Yes, I would aree that is a valid "world view" but it is far too low level
for most people...


>The conceptual, virtual
> world runs on higher level objects. .o and .so Dynamically Shared
> Object files are not OO objects (unless of course, you write up a
> linker Class, that happens to hold instances of .o file objects - but
> again, that whole chain will still run in a von neumann numerically
> addressed mode in today's real world).

Agreed. But, for development it is the conceptual world that matters. If a
virtual view gives a basis that is easily comprehensible and can be expanded
on to develop stuff, then that is more practical (in my opinion) than using
a view that has so many details you keep tripping over them.

However, I don't believe there is a "right" or a "wrong" here. People should
view their world in a way that is comfortable for them and has at least a
passing analog of "reality" (whatever that is...)

I find it easier to think of classes and objects than I do to visualize the
same entities as locations in storage connected by wires. That isn't wrong.
Neither is it wrong to visualize storage locations connected by wires...
>
> Either way, still a lot of fun developing in the 3rd millennium.
> Perhaps too much fun. GNU/Linux, Fossil, GNU Cobol, vi, emacs,
> emacs-evil and org-mode?, black text on a white background? Where
> was that when I was little? Other people enjoying Eclipse and IDEs,
> the all in frameworks, and the immensely powerful toolkits; good time
> to be a programmer. Spoilt for choice. :-)
>
> (meandering again)
> Oh, and for being old, COBOL is way behind on just about every
> internet front. We can, and should, try to change that now.

I think "should" is a bit strong. It requires me to ask: Why?
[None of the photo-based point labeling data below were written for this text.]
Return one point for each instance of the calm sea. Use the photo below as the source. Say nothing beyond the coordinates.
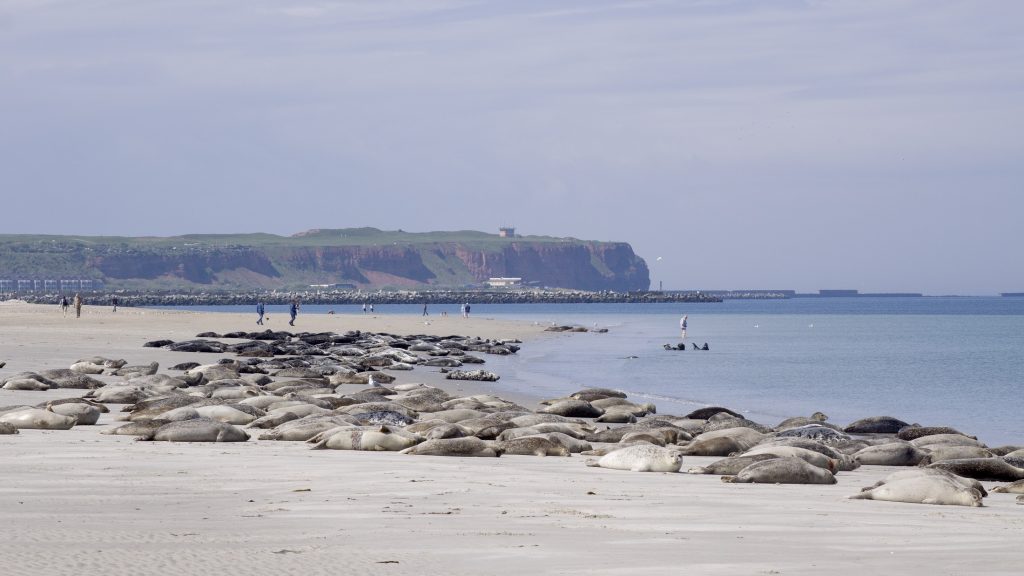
(935, 361)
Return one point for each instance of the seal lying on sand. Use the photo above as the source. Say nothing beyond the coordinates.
(923, 489)
(34, 418)
(913, 472)
(470, 446)
(892, 454)
(729, 466)
(140, 427)
(382, 439)
(198, 429)
(782, 470)
(641, 458)
(1013, 488)
(532, 446)
(981, 468)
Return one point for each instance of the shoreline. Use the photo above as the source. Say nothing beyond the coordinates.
(262, 506)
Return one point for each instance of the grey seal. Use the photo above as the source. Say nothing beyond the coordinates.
(641, 458)
(532, 446)
(140, 427)
(892, 454)
(731, 465)
(981, 468)
(34, 418)
(198, 429)
(876, 424)
(1012, 488)
(572, 408)
(923, 490)
(382, 439)
(454, 447)
(913, 433)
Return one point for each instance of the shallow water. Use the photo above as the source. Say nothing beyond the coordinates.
(954, 362)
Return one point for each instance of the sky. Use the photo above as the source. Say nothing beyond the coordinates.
(870, 145)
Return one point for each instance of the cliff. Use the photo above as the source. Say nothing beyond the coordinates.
(361, 257)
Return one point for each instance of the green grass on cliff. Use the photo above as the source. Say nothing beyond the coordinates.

Are you going to develop for web servers, phones, pads, and mobile devices
in COBOL?

Whilst I agree this is (or can be made...) possible, I have to ask: Why?

Everything needed to do this is available right now and for free. (C#, XAML,
Javascript, CSS, JSON)

Do you seriously think that "COBOL programmers" are going to embrace this?

(Given they are the same guys who rejected OO COBOL, good luck with that...)


<snip>
> This will be addressed on the GNU Cobol side, but to be honest, it
> hasn't come up on our builds. Roger did world class excellent work,
> but the 2.0 tree is work in progress, there are a fair number of
> tagged code lines that need inspection and completion. That will
> happen.
>
> Until then, the COBOL 85 features of GNU Cobol are intact, the newer
> 20xx draft features need work.

That is a fair statement. But you can't put a time frame on it because you
don't know what resources will be available or how they can best be
deployed. It's a bit like building a hot rod in your garage. You get to work
on it when you can, it is a labour of love, the result will be fabulous, but
in the meantime you have to walk to the shops because there is no car
available.
I sincerely wish you well with it, Brian.

Bill Gunshannon

unread,
Apr 23, 2014, 7:56:52 AM4/23/14
to
In article <brot34...@mid.individual.net>,
Once again, Pete, we will have to agree to disagree. To me that is all
OO gobledygook and has no bearing on doing real work with COBOL.

>
> You could reasonably expect this will be a 64 bit pointer on a 64 bit system
> (where you have a 64 bit implementation of PostgreSQL), or a 32 bit one on
> 32 bit systems.

And, of course, this was my point. The above is a reasonable assumption.
What I seemed to observe was that on my amd64:
1) Postgres compiled with 64bit pointers
2) OpenCOBOL 1.1 appeared to be assuming 32 bit pointers

thus truncating the pointer passed back by Postgres.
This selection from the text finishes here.